Durango School District 9-R has added a behavioral-health coordination piece to its student support services in an ongoing effort to help youth become better able to learn.

“The research is very clear,” said Jackie Oros, the district’s chief student advocacy officer.

“Students’ academic success is linked to students’ social, emotional and behavioral health.”

Sean Evans will take on the newly created position of coordinator of Behavioral Health Support Service, which will be part of the Student Support Services department.

He comes to the district from Axis Health System, where he served as clinical and project manager. Evans has developed behavioral health programming for students in both community and educational settings, 9-R spokeswoman Julie Popp said.

“We see students of all ages with depression,” Evans said, “trauma, lots and lots of trauma, and anxiety. And it starts long before middle school or high school.”

Evans is based at Durango High School, where he works with counselors, teachers, students and families, Oros said.

He will also develop a framework for behavioral health support and education district-wide.

“Colorado’s ahead of the game on this,” Oros said. “The Colorado Department of Ed (Education) has developed standards for social, emotional and behavioral health well-being, and now we’re working on implementing them in Pre-K though 12th grade.”

While Evans is in the early stages of developing the framework, the goal is to have something workable by the time the next school year starts in August.
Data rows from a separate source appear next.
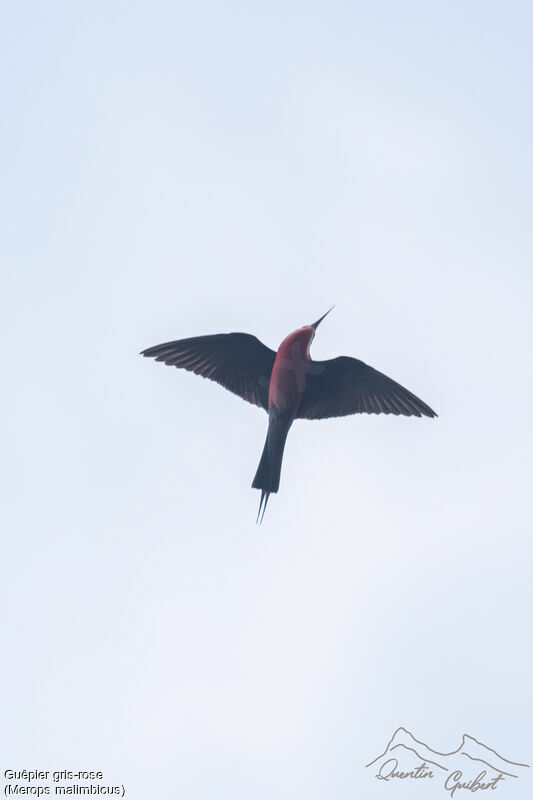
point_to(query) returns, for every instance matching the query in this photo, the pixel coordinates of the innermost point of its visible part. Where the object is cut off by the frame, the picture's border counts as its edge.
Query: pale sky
(178, 169)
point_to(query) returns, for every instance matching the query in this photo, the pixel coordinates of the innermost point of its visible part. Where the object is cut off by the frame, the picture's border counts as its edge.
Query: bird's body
(289, 385)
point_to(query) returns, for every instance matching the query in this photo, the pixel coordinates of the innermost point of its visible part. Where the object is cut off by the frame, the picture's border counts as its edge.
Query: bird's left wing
(238, 361)
(345, 386)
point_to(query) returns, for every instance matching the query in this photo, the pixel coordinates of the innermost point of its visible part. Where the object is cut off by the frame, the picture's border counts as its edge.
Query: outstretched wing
(238, 361)
(345, 385)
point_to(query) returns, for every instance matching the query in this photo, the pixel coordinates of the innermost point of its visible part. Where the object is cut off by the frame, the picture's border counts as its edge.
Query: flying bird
(289, 385)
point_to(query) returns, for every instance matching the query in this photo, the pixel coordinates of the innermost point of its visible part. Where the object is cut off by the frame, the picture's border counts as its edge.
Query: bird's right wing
(346, 385)
(238, 361)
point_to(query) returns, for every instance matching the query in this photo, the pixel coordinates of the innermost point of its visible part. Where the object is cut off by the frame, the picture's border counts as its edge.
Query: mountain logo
(473, 766)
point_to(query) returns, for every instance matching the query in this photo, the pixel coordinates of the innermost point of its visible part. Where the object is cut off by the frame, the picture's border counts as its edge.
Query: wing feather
(343, 386)
(237, 361)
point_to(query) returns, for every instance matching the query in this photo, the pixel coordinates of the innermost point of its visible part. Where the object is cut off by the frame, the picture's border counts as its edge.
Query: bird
(288, 385)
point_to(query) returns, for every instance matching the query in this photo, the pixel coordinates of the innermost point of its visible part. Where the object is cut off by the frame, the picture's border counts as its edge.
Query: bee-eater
(289, 385)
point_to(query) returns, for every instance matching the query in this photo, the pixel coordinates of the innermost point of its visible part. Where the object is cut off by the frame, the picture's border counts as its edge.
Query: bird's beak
(317, 323)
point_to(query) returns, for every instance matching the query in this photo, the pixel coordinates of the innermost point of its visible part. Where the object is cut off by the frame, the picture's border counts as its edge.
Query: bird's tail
(269, 469)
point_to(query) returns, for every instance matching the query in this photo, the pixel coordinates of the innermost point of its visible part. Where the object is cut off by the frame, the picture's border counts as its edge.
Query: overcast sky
(177, 169)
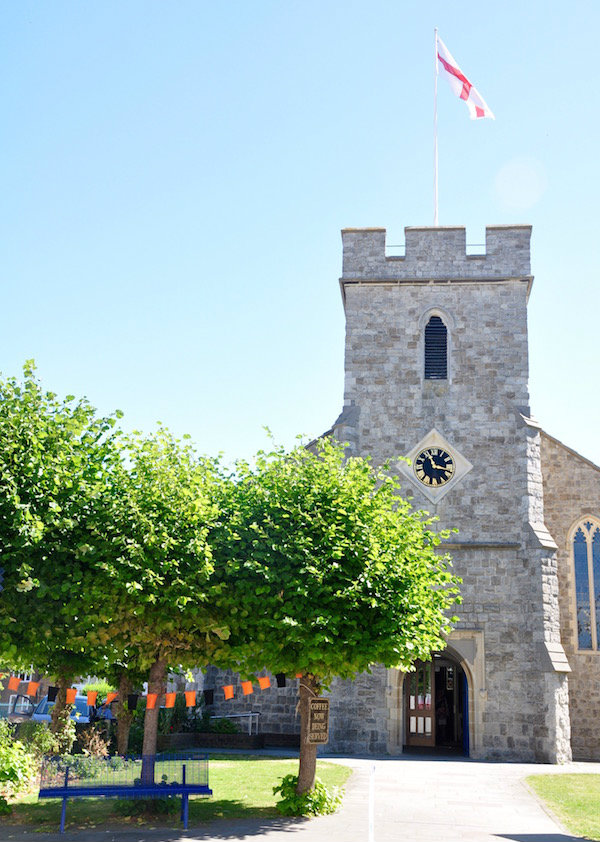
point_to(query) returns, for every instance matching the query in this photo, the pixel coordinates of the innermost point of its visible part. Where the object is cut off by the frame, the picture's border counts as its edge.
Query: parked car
(23, 709)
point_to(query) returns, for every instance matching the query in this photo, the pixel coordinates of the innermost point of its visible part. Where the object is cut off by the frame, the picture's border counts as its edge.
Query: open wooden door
(420, 712)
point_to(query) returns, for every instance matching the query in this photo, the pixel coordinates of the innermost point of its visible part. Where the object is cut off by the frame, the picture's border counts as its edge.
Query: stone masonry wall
(276, 705)
(572, 491)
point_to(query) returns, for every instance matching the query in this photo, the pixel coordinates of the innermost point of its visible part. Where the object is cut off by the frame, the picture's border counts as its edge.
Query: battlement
(437, 253)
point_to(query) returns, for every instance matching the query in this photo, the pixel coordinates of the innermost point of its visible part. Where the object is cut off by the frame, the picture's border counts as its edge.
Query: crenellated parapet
(437, 254)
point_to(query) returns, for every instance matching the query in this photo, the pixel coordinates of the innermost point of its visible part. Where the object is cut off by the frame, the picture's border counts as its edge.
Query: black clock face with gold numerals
(434, 467)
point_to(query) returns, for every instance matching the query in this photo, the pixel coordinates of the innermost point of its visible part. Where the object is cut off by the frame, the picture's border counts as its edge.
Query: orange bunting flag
(32, 688)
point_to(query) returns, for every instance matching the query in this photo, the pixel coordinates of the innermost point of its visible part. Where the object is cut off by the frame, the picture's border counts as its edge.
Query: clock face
(434, 467)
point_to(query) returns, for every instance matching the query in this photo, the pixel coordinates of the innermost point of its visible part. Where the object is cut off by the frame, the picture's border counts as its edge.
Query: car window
(43, 706)
(81, 707)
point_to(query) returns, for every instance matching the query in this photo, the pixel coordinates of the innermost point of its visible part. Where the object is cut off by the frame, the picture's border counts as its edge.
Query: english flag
(460, 84)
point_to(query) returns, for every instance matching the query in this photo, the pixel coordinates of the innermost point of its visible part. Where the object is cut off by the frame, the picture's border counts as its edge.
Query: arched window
(586, 565)
(436, 349)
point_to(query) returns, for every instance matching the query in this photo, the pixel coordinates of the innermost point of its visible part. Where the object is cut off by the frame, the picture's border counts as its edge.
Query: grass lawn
(574, 800)
(242, 788)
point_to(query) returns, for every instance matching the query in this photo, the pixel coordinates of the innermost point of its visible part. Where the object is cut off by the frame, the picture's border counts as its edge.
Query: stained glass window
(586, 563)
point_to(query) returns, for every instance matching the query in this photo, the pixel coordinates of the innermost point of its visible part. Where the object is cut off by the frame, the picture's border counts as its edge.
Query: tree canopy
(333, 569)
(54, 458)
(334, 572)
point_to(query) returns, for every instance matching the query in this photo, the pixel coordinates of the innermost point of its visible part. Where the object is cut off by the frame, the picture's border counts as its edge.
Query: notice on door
(318, 721)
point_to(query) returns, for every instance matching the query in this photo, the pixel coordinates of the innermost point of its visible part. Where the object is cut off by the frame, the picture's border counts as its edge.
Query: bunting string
(191, 696)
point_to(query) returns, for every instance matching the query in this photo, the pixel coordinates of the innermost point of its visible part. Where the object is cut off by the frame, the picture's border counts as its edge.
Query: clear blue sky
(174, 178)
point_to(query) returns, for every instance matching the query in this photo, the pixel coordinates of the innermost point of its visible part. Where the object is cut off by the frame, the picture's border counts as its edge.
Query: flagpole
(435, 193)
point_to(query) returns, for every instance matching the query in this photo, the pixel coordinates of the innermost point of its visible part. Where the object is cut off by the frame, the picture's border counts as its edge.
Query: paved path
(416, 800)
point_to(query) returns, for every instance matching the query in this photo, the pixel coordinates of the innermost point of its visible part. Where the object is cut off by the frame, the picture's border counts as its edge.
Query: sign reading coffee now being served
(318, 721)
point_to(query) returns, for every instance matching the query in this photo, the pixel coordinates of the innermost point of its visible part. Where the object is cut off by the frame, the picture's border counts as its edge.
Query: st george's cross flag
(460, 84)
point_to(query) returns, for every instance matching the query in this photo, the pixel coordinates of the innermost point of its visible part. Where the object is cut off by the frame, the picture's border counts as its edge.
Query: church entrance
(436, 706)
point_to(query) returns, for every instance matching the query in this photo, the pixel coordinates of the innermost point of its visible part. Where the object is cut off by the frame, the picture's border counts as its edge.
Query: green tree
(152, 545)
(54, 457)
(334, 572)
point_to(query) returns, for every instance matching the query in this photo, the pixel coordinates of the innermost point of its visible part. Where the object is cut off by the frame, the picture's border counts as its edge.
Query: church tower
(436, 369)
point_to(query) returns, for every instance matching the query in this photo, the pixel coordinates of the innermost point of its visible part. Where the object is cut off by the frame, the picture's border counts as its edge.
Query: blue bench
(124, 777)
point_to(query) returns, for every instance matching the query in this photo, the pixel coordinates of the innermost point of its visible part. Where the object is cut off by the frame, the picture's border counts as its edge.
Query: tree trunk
(156, 684)
(63, 682)
(307, 770)
(124, 715)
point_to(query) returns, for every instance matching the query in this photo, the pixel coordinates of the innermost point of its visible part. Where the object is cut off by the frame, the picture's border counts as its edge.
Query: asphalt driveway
(417, 799)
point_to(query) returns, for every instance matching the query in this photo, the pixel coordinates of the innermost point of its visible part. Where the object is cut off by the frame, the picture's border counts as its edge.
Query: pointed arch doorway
(436, 704)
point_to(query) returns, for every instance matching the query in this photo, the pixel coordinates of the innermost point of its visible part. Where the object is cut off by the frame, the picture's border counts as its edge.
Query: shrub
(316, 802)
(92, 743)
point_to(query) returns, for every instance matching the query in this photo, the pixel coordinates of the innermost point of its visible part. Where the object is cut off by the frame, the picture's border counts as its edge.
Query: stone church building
(436, 369)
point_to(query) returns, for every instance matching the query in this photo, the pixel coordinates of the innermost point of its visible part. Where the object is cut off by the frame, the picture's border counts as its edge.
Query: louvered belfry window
(436, 350)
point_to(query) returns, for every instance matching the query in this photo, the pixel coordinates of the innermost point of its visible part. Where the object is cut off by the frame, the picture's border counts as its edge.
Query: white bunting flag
(461, 85)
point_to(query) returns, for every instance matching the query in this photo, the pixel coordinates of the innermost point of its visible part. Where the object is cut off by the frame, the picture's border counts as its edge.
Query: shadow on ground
(218, 830)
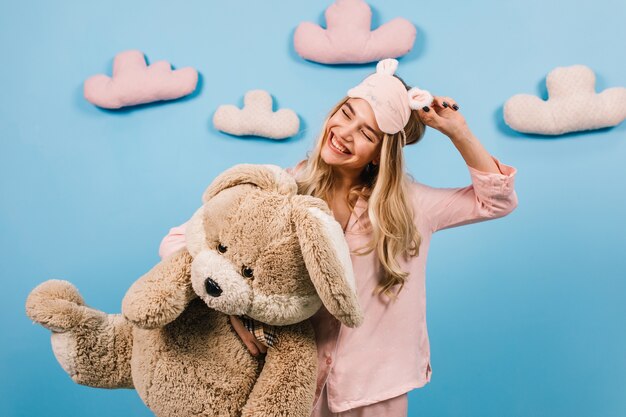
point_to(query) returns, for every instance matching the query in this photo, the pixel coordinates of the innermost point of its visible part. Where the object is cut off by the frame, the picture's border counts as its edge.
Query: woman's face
(353, 137)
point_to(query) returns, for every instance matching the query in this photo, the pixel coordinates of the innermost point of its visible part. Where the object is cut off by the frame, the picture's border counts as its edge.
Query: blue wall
(526, 313)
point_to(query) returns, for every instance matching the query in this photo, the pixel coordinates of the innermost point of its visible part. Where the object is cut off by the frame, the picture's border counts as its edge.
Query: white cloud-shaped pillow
(573, 105)
(133, 82)
(256, 118)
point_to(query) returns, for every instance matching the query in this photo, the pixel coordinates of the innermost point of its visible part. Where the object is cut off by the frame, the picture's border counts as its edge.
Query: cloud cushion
(348, 38)
(257, 118)
(572, 105)
(133, 82)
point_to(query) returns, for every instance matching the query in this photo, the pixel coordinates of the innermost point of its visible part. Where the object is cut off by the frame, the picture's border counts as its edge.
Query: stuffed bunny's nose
(212, 288)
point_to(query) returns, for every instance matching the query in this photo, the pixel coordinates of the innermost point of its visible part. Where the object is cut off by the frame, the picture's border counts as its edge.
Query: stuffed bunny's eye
(247, 272)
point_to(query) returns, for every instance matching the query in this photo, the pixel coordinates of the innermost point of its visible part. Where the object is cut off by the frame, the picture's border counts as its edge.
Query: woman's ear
(327, 258)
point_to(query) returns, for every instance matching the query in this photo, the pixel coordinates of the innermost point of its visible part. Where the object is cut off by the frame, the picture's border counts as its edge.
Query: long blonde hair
(385, 187)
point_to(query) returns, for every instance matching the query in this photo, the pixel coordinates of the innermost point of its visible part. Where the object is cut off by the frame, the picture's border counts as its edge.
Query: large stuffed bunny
(254, 248)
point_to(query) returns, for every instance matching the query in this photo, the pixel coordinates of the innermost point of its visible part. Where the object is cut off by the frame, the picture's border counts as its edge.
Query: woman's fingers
(445, 103)
(429, 116)
(254, 346)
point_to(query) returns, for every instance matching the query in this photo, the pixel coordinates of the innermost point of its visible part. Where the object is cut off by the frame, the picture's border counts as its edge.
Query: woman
(357, 167)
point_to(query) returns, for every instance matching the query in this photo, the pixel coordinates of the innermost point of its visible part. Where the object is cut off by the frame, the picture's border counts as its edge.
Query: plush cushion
(348, 37)
(257, 118)
(572, 105)
(133, 82)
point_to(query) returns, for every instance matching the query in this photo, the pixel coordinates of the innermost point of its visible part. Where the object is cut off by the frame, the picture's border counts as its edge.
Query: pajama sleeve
(174, 241)
(490, 196)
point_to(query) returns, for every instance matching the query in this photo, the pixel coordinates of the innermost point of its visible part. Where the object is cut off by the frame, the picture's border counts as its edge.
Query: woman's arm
(492, 192)
(444, 116)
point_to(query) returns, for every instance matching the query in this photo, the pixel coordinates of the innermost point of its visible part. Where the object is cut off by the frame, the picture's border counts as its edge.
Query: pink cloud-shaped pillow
(348, 38)
(133, 82)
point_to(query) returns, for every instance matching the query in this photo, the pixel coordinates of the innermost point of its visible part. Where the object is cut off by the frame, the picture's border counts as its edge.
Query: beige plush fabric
(256, 118)
(572, 105)
(254, 248)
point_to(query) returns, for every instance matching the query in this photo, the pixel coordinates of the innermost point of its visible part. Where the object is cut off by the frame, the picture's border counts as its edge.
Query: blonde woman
(357, 167)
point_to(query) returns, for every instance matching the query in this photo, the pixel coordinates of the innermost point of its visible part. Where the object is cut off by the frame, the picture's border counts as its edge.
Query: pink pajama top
(386, 357)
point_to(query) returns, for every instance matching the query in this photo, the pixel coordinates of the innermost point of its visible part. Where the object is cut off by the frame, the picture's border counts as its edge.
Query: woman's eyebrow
(366, 125)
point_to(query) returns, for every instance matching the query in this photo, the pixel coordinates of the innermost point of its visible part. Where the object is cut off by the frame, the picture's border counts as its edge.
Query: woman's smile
(336, 146)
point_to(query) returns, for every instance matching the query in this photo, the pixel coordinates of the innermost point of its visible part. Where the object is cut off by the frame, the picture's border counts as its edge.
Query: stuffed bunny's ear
(327, 258)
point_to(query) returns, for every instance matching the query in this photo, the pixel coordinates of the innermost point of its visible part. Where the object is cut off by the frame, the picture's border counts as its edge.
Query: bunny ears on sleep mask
(389, 98)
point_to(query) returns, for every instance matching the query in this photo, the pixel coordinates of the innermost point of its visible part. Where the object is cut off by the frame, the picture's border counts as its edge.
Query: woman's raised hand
(444, 116)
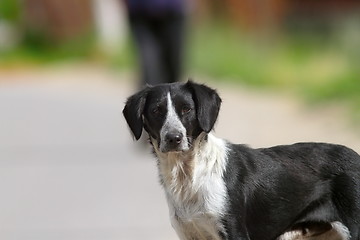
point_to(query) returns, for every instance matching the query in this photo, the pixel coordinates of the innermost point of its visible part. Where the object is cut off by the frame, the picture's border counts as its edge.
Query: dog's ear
(133, 112)
(207, 103)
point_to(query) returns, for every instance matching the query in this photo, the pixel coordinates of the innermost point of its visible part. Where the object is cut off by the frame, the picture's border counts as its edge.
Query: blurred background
(287, 71)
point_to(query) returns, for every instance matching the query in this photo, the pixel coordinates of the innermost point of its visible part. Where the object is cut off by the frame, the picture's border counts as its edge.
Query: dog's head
(173, 114)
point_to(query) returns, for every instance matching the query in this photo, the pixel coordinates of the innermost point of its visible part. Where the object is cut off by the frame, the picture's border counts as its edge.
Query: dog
(218, 190)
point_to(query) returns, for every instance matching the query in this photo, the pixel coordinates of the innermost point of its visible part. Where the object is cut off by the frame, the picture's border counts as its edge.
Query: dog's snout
(173, 140)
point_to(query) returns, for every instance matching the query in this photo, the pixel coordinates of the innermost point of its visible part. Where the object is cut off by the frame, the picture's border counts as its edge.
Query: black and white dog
(219, 190)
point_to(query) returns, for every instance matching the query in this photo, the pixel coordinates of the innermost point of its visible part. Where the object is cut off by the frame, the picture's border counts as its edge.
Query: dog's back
(219, 190)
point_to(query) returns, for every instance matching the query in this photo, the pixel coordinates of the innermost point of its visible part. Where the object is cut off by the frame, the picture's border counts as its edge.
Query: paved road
(69, 171)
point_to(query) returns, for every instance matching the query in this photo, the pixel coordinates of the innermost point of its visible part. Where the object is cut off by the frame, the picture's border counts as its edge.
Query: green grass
(319, 68)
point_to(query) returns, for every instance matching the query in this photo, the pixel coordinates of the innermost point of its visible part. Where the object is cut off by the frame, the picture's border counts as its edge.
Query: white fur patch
(172, 123)
(195, 189)
(338, 232)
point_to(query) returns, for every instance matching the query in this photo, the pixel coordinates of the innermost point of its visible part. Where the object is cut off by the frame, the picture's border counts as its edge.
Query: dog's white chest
(195, 221)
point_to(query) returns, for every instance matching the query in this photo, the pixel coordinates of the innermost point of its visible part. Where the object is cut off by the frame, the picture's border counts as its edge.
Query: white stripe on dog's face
(172, 124)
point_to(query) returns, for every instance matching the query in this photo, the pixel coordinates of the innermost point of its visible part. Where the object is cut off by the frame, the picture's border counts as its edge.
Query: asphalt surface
(69, 169)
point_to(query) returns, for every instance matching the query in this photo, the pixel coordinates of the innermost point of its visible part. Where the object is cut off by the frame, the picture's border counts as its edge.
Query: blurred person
(158, 28)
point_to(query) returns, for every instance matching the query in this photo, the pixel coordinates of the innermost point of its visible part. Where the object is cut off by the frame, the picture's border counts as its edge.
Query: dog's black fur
(269, 190)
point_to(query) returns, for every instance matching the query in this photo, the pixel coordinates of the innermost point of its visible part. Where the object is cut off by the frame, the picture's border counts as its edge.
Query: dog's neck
(184, 173)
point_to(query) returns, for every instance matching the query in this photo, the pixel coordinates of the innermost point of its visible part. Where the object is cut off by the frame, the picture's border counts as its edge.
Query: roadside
(69, 169)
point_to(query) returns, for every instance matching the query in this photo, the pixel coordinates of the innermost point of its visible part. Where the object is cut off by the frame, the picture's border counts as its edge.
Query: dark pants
(159, 41)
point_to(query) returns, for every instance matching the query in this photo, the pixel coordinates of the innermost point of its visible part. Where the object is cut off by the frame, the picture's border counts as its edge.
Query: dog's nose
(173, 139)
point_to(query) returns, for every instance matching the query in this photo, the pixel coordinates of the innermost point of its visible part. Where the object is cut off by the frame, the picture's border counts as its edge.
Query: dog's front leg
(189, 230)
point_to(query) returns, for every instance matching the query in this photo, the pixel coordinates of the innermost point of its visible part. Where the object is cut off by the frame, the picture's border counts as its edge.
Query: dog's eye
(185, 109)
(157, 110)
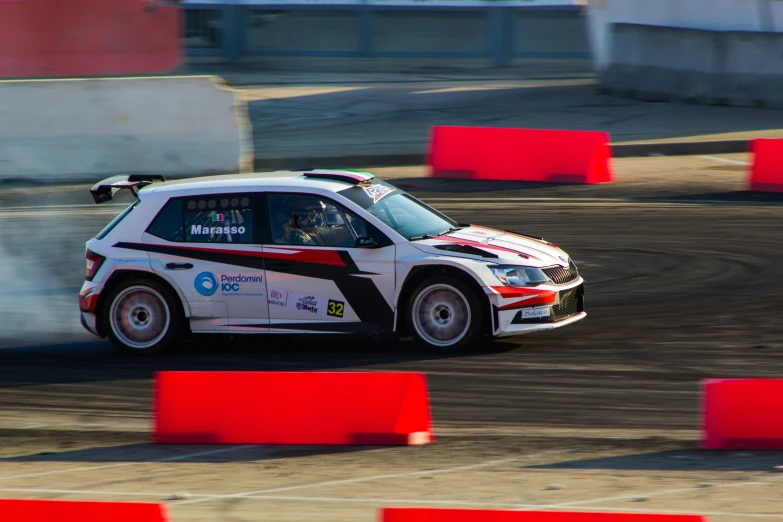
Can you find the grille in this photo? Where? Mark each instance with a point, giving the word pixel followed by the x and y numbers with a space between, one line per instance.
pixel 569 304
pixel 560 275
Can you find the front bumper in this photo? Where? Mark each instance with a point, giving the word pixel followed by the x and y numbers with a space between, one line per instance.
pixel 89 322
pixel 568 307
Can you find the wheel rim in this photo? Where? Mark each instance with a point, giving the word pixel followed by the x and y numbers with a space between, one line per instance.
pixel 139 317
pixel 441 315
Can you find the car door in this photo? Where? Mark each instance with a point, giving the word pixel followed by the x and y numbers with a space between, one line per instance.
pixel 206 247
pixel 318 279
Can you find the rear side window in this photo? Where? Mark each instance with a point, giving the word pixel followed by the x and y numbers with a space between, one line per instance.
pixel 116 221
pixel 213 218
pixel 168 223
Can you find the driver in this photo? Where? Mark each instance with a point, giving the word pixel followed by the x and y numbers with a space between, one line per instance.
pixel 300 221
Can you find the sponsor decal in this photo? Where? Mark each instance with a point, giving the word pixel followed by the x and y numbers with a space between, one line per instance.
pixel 206 284
pixel 377 192
pixel 238 285
pixel 133 261
pixel 241 285
pixel 491 238
pixel 534 312
pixel 335 308
pixel 196 230
pixel 278 298
pixel 308 303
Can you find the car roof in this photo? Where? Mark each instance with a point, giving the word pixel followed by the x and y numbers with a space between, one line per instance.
pixel 325 179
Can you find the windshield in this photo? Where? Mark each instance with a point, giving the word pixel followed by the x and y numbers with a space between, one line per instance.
pixel 407 215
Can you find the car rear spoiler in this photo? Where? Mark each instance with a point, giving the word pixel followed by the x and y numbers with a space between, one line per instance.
pixel 104 190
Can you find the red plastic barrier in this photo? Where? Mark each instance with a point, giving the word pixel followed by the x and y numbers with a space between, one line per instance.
pixel 61 38
pixel 374 408
pixel 742 414
pixel 520 154
pixel 766 172
pixel 496 515
pixel 28 510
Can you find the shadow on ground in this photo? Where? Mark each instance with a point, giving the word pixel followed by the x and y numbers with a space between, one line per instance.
pixel 677 460
pixel 86 362
pixel 172 454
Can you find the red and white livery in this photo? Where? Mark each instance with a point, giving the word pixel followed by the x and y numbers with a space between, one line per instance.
pixel 312 251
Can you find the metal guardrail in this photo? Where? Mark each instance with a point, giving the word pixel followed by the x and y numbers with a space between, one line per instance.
pixel 496 33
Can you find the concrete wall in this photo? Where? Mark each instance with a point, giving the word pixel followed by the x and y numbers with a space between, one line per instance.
pixel 668 63
pixel 721 15
pixel 414 32
pixel 86 130
pixel 67 38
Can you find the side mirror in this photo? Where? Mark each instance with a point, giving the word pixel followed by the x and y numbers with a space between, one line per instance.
pixel 366 242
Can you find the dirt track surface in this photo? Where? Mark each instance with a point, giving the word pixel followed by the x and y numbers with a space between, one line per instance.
pixel 682 284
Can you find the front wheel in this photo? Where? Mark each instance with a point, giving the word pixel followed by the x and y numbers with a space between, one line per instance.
pixel 444 315
pixel 141 317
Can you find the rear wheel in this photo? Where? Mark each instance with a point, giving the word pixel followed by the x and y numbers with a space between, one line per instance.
pixel 141 317
pixel 444 315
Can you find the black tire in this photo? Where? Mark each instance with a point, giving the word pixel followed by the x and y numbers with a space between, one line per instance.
pixel 435 315
pixel 145 309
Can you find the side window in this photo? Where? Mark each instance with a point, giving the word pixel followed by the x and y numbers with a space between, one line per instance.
pixel 299 219
pixel 168 223
pixel 216 218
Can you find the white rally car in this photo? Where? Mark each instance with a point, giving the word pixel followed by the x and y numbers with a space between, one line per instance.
pixel 312 251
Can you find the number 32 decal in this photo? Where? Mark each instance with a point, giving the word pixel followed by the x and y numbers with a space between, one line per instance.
pixel 335 308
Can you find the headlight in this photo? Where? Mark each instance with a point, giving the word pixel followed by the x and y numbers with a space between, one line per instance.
pixel 511 275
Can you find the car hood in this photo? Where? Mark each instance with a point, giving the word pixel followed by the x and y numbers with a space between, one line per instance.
pixel 497 246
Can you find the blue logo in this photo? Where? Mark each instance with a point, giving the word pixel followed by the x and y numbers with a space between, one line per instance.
pixel 206 284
Oros would like it to include plans for professional development for teachers and staff and ways to work more closely with families.

The district is considering a three-tiered approach at this point, with Tier 1 addressing educating all students to meet the state standards.

“The second tier would include building that personalized tool kit so students learn how to control themselves in situations that trigger behavior,” Oros said, “including skills such as decision making, building resilience and anger management.”

Between 5 and 10 percent of kids nationally fall in what will be the third tier, Evans said, requiring intensive behavioral health interventions.

The district is already collaborating with community partners to help students with behavioral health issues.

Axis Health System, which manages District 9-R’s two school-based health clinics, offers integrated physical and mental health care to students.

San Juan Basin Public Health is leading suicide prevention efforts.

La Plata Youth Services provides counseling and support services to at-risk kids of all ages. And the La Plata County Department of Human Services runs a program at Durango Big Picture High School for at-risk students and provides other resources.

Evans’ job will be to coordinate those services and determine what other needs Durango’s students have that need to be filled. One need he’s already identified is more child behavioral health providers.

“We’re not a mental health agency, we’re a school agency, and this is an evolving process,” Oros said.

“But we know that when a student has barriers, it gets in the way of their learning, and it gets in the way of others students’ learning.”